101 Disamping dapat dijadikan jaminan hutang dengan dibebani hak tanggungan, HGB juga dapat dilaihkan kepada pihak lain. Pasal 34 PP No. 40 Tahun 1996 menyatakan : 1. HGB dapat beralih dan dialihkan; 2. Peralihan HGB terjadi karena: jual beli, tukar menukar, penyertaan dalam modal, hibah, pewarisan; 3. Peralihan HGB harus didaftar di Kantor Pertanahan; 4. Peralihan HGB karena jual beli kecuali jual beli melalui lelang, tukar menukar, penyertaan dalam modal dan hibah dilakukan dengan akta yangdibuat oleh Pejabat Pembuat Akta Tanah; 5. Jual beli yang dilakukan melalui pelelangan dibuktikan dengan berita acara lelang; 6. Peralihan HBG karena warisan harus dibuktikan dengan surat wasiat atau surat keterangan waris yang dibuat oleh instansi yang berwenang; 7. Peralihan HGB atas tanah hak pengelolaan harus dengan persetujuan tertulis dari pemegang hak pengelolaan; 8. Peralihan HGB atas tanah hak milik harus dengan persetujuan tertulis dari pemegang hak milik yang bersangkutan.
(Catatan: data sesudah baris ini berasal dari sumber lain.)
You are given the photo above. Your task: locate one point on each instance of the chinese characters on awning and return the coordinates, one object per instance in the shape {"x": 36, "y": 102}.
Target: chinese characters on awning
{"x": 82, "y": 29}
Sedangkan hapusnya HGB diatur dalam Pasal 40 UUPA dan Pasal 35 PP No. 40 Tahun 1996 yang menyatakan, HGB hapus karena : 1) jangka waktunya berakhir 2) dihentikan sebelum jangka waktu berakhir karena sesuatu syarat tidak dipenuhi; 3) dilepaskan oleh pemegang haknya sebelum jangka waktu berakhir; 4) dicabut untuk kepentingan umum; 5) ditelantarkan; 6) tanahnya musnah; 7) ketentuan dalam Pasal 36 ayat (2). Pasal 37 dan Pasal 38 PP No. 40 Tahun 1996 mengatur konsekuensi bagi bekas pemegang HGB atas hapusnya HGB, yaitu : 1. Apabila HBG atas tanah negara hapus dan tidak diperpanjang atau diperbarui, maka bekas pemegang HBG wajib membongkar bangunan dan benda-benda yang ada diatasnya dan menyerahkan tanahnya kepada negara dalam keadaan kosong selambat-lambatnya dalam waktu satu tahun sejak hapusnya HGB;
102 2. Dalam hal bangunan dan benda-benda tersebut masih diperlukan, maka kepada bekas pemegang HGB diberikan ganti rugi yang bentuk dan jumlahnya diatur lebih lanjut dengan Keputusan Presiden; 3. Pembongkaran bangunan dan benda-benda tersebut dilaksanakan atas biaya bekas pemegang HGB; 4. Jika bekas pemegang HGB lalai dalam memenuhi kewajibannya, maka bangunan dan benda-benda yang ada di atas bekas HGB itu dibongkar oleh pemerintah atas biaya bekas pemegang HGB; 5. Apabila HGB atas tanah Hak Pengelolaan atau atas tanah Hak Milik Hapus, maka bekas pemegang HGB wajib menyerahkan tanahnya kepada pemegang Hak Pengelolaan atau pemegang Hak Milik dan memenuhi ketentuan yang sudah disepakati dalam perjanjian penggunaan tanah Hak Pengelolaan atau pemberian HGB atas tanah Hak Milik. Dapat disimpulkan dari ketentuan Pasal 40 UUPA dan juga Pasal 35 PP No. 40 Tahun 1996 HGB merupakan salah satu dari objek tanah terlantar. Konsekwensinya yaitu HGB atas tanah negara yang ditelantarkan mengakibatkan tanahnya menjadi tanah negara. HGB atas tanah Hak Pengelolaan yang ditelantarkan mengakibatkan tanahnya kembali ke dalam penguasaan pemegang Hak Pengelolaan dan HGB atas tanah Hak Milik yang ditelantarkan mengakibatkan tanahnya kembali ke dalam penguasaan pemilik tanah. 4). Hak Pakai Hak Pakai diatur dalam Pasal 41-43 UUPA dan Pasal 39-58 PP No. 40 Tahun 1996. Hak Pakai adalah hak untuk menggunakan dan/atau memungut hasil dari tanah yang dikuasai langsung oleh negara atau tanah milik orang lain yang memberi wewenang
dan kewajiban
yang ditentukan dalam
keputusan
pemberiannya oleh pejabat yang berwenang memberikannya atau dalam perjanjian dengan pemilik tanahnya, yang bukan perjanjian sewa-menyewa atau perjanjian pengolahan tanah, asal tidak bertentangan dengan ketentuan UndangUndang.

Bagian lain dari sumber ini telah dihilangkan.